Speaker
Summary
As the LHC luminosity is ramped up to the SLHC Phase I level and beyond, the high rates, multiplicities, and energies of particles seen by the detectors will pose a unique challenge. Only a tiny fraction of the produced collisions can be stored on tape and immense real-time data reduction is needed. An effective trigger system must maintain high trigger efficiencies for the physics we are most interested in, and at the same time suppress the enormous QCD backgrounds. This requires massive computing power to minimize the online execution time of complex algorithms. A multi-level trigger is an effective solution for an otherwise impossible problem. The Fast Tracker (FTK), is a proposed upgrade to the current ATLAS trigger system that will operate at full Level-1 output rates and provide high quality tracks reconstructed over the entire detector by the start of processing in Level-2. FTK solves the combinatorial challenge inherent to tracking by exploiting massive parallelism of associative memories that can compare inner detector hits to millions of pre-calculated patterns simultaneously. The tracking problem within matched patterns is further simplified by using pre-computed linearized fitting constants and leveraging fast DSPs in modern commercial FPGAs. Overall, FTK is able to compute the helix parameters for all tracks in an event and apply quality cuts in less than 100 microseconds.
The system design is defined and studied with respect to high-PT Level-2 objects: b-jets, tau-jets, and isolated leptons. We test FTK algorithms using ATLAS full simulation with WH events up to the Phase I luminosity and beyond, comparing FTK results with the offline tracking capability. We present the architecture and the reconstruction performance for the mentioned high-PT Level-2 objects.
The most interesting processes at hadron colliders are very rare and hidden in an extremely high level of background. Implementing the most powerful selections in real time is therefore essential to fully exploit the physics potential of experiments where only a very limited fraction of the produced data can be stored on tape. Enormous real-time data reduction must be realized.

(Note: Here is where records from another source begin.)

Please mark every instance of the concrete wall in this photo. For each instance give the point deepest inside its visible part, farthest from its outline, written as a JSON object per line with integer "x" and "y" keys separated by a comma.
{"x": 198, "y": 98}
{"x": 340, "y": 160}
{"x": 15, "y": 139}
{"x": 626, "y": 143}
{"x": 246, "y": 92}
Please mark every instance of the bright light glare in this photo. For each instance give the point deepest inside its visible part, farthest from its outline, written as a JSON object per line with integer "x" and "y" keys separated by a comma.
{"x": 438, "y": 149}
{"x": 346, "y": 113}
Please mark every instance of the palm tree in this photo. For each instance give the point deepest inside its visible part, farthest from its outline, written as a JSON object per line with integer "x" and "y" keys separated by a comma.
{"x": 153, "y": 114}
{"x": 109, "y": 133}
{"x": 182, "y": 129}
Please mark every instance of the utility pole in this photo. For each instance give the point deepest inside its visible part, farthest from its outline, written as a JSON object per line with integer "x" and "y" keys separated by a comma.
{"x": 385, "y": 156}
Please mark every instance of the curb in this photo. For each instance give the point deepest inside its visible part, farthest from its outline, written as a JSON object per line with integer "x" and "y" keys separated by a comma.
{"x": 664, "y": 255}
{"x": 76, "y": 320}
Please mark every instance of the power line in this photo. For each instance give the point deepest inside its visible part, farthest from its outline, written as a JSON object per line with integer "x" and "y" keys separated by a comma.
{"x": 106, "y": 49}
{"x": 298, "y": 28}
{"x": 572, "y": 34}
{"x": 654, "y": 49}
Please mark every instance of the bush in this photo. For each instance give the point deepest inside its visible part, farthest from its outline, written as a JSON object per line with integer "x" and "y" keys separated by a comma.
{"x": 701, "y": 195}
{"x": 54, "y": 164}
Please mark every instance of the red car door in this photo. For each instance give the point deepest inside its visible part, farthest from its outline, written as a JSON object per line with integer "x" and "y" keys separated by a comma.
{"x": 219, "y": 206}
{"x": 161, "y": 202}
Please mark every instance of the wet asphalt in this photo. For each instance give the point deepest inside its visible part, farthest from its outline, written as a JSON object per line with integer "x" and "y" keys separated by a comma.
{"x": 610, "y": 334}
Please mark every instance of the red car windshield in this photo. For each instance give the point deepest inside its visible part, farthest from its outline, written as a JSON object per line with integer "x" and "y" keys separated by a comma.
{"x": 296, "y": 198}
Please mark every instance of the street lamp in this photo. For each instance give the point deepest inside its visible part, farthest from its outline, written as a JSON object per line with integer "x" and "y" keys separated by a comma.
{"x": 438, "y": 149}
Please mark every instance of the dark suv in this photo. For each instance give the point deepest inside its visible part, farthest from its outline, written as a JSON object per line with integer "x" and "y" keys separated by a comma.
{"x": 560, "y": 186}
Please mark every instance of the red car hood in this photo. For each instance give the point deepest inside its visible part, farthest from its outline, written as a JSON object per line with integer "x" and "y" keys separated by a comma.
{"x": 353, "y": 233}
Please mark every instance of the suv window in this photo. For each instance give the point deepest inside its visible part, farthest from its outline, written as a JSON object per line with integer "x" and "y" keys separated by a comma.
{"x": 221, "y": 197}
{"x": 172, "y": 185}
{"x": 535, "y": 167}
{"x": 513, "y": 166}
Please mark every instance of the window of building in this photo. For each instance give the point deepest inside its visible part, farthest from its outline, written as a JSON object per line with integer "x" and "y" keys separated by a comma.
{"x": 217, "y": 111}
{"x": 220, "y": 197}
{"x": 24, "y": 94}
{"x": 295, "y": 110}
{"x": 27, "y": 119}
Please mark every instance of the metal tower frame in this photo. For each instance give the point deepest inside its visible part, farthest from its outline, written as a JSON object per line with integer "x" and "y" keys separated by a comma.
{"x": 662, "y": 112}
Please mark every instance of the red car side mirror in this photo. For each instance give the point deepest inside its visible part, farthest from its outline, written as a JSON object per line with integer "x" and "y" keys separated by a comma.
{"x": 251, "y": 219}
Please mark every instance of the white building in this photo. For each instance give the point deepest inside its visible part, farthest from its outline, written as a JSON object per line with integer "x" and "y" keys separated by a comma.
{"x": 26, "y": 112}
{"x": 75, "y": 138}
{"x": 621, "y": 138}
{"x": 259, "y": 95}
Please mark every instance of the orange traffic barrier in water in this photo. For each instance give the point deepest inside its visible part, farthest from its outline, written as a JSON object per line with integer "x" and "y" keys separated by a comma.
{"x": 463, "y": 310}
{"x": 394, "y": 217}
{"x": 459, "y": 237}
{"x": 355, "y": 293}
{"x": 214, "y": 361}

Real time track reconstruction can be an important element in triggering at CERN’s Large Hadron Collider (LHC), and even more so after the Super LHC (SLHC) luminosity upgrade. There are numerous examples of the importance of tracking in the trigger. The source of electroweak symmetry breaking couples in proportion to mass. Thus heavy fermions are likely in the final state, in particular b quarks and tau leptons.
High trigger efficiency for these processes requires sensitivity to the generic hadronic decays of the heavy fermions. The challenge comes from the enormous background from QCD produced light quark and gluon jets, which can be suppressed using tracking. Tracks coming from a secondary vertex or not pointing to the beam line identify b quark jets, while tau jets can be separated from background using the number of tracks within a narrow “signal cone” and the number in a larger “isolation region”.
Electron and muon triggers can also be improved at high luminosity using track information. Traditionally background is suppressed by applying an isolation requirement using the calorimeters. At SLHC luminosity the energy added by the 75 additional collisions results in either decreased lepton efficiency or increased background contamination. The effect can be greatly ameliorated with a track-based isolation only using tracks pointing to the lepton candidate at the beam line.
The Fast TracKer (FTK) [1] will enable early rejection of background events and thus leave more execution time for sophisticated algorithms by moving track reconstruction into a hardware system with massively parallel processing [2] that produces global track reconstruction with near offline resolution.
For the first time FTK performance is estimated with the expected pile-up at 3×10^34 cm^−2 s^−1 luminosity consisting on average of 75 minimum bias interaction. Resolution and efficiency for individual tracks and identification capabilities for physics objects, together with timing performance, are presented. We present results obtained with a full simulation of the associate production of the W and the Higgs bosons.
This channel contains all the signatures we are interested in: bjets, taus and muons.
[1] A. Andreani et al., The FastTracker Real Time Processor and Its Impact on Muon Isolation, Tau and b-Jet Online Selections at ATLAS, Conference Record 17th IEEE NPSS Real Time Conference Record of the 17th Real Time Conference, Lisbon, Portugal, 24 - 28 May 2010.
[2] A. Annovi et al., “A VLSI Processor for Fast Track Finding Based on Content Addressable Memories “, IEEE Trans. Nucl. Sci. 53, 2428 (2006)